Later, when we stopped downstairs to get dinner fixings with our 2-year-old son, Felix, Signora Irene greeted us with claps and a hearty “Bravissimo!” Not only did the dreamy vision of Orta move us to jump in and do the unexpected — swim to the monastery and back as fast as we could! — but we were cheered on by the locals. She handed us our reward: lollipops for Felix.
IF YOU GO
Orta San Giulio is 28 miles from Milan Malpensa International Airport, and most major rental car agencies operate from there.
WHERE TO STAY
There are a handful of small hotels in the central town of Orta San Giulio, where you’ll want to base yourself.
The most elegant of these is Villa Crespi (Via G. Fava 18; 39-0322-911-902; hotelvillacrespi.it; from 284 euros a night, or about $360, at $1.25 to the euro), a 14-room Moorish confection built in the 19th century by an Italian trader upon his return from the Middle East. Don’t miss a meal at its two-Michelin-starred restaurant — the chef, Antonino Cannavacciuolo, sends out a whimsical parade of modern Mediterranean creations, including a salpicon of fish with zucchini, all served under a cloud of sea foam.
For direct lake access and a lovely waterside patio, check out Hotel San Rocco (Via Gippini 11; 39-0322-911-977; hotelsanrocco.it; from 230 euros), housed in a former convent.
Some short-term apartment rentals are available, though you’ll have to do a little digging; we rented our lovely two-bedroom apartment from Holiday Homes at Orta (lakeorta.com).
WHERE TO EAT
A recent opening near the train station, Agriturismo Il Cucchiaio di Legno (Via Prisciola 10; 39-322-905-280) is a terrific place to sample the region’s dishes.

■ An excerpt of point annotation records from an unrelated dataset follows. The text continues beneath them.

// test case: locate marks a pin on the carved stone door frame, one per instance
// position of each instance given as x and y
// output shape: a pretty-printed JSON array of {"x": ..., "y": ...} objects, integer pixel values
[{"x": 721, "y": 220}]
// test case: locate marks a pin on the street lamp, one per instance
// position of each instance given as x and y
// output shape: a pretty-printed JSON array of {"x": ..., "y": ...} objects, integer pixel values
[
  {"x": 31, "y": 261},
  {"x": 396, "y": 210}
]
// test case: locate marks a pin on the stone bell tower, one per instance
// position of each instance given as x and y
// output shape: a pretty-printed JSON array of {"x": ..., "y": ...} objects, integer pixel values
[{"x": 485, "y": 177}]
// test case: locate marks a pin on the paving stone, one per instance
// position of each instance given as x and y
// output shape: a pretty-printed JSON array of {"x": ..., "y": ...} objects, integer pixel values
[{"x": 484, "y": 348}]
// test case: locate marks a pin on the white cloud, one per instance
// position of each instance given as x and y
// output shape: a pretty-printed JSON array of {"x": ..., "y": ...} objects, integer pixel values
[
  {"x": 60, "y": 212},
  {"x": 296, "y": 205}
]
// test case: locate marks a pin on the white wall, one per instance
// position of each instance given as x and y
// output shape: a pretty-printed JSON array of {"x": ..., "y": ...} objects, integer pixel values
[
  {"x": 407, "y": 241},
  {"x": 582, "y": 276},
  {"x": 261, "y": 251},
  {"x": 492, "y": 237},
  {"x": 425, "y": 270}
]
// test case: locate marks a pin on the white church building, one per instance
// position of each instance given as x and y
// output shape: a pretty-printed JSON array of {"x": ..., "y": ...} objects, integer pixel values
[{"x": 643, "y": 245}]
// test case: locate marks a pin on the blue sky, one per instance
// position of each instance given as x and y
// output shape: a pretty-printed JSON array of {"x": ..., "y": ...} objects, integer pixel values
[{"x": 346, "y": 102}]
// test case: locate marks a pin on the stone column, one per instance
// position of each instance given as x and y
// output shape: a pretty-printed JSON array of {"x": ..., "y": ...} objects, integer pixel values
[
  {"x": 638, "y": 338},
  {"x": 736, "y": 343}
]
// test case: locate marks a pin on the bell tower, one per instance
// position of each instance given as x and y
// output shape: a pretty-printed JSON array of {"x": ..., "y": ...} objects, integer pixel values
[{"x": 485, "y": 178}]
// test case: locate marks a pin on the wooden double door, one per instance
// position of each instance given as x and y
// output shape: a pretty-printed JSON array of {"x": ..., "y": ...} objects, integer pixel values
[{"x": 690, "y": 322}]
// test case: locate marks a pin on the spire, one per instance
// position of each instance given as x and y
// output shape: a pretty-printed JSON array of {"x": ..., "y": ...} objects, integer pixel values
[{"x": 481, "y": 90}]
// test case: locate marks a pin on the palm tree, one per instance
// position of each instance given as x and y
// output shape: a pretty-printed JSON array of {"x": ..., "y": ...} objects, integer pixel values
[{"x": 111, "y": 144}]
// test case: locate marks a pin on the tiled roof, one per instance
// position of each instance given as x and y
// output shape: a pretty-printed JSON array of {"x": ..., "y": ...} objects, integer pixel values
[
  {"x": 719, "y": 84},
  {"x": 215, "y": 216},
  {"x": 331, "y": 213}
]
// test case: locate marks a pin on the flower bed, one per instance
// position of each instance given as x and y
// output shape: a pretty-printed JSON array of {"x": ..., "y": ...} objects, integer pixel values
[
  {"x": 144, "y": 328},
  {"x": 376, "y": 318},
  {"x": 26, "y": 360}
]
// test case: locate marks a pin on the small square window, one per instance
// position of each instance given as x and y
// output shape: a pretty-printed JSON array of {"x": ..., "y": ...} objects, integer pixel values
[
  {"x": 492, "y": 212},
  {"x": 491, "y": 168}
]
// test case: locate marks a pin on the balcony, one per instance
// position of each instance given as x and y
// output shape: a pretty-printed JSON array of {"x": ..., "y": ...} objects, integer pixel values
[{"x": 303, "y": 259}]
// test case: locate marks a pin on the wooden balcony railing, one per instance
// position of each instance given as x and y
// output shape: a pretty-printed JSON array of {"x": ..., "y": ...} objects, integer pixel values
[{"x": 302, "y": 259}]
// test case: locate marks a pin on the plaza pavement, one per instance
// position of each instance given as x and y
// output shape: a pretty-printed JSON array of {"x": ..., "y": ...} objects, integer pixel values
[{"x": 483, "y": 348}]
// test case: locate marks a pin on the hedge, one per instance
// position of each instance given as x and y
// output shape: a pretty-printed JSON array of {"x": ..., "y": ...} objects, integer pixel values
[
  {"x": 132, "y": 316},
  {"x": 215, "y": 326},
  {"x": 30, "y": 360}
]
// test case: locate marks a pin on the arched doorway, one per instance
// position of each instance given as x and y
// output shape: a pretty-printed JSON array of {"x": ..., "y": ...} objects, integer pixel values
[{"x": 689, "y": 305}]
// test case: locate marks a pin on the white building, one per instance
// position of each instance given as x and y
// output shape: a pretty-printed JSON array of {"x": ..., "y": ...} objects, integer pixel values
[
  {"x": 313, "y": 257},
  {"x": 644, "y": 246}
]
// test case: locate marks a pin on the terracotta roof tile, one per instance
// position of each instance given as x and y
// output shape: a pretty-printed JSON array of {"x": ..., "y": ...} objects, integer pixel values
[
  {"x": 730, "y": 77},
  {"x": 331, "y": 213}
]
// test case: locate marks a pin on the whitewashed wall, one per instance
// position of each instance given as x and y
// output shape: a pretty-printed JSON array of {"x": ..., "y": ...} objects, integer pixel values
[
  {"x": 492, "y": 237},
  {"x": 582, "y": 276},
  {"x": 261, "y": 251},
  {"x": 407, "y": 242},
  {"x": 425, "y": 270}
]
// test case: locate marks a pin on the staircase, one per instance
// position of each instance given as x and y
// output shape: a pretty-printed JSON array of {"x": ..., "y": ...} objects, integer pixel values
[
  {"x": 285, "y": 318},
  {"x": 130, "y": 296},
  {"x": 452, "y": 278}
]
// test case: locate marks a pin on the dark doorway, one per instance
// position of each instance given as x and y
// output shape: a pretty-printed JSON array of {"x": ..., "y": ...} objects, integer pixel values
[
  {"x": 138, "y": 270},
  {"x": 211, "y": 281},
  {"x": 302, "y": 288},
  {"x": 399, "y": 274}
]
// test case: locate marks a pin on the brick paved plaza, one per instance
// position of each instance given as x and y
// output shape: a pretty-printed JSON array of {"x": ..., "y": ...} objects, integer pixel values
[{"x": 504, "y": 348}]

Oenophiles will want to duck into tiny Al Boeuc (Via Bersani 28; 39-3395-840-039) for pre-dinner wines by the glass and platters of bruschette.
WHAT TO DO
Tanned ferry captains wait by the jetty to run you across to Isola San Giulio, where a pedestrian path loops around the Benedictine monastery. For a more strenuous climb, head up to the Sacro Monte di San Francesco(sacrimonti.net) and enjoy the spectacular view.
And spend a leisurely afternoon at the Orta Beach Club (ortabeachclub.com), where you can swim, rent kayaks or just pass out on a lounge chair.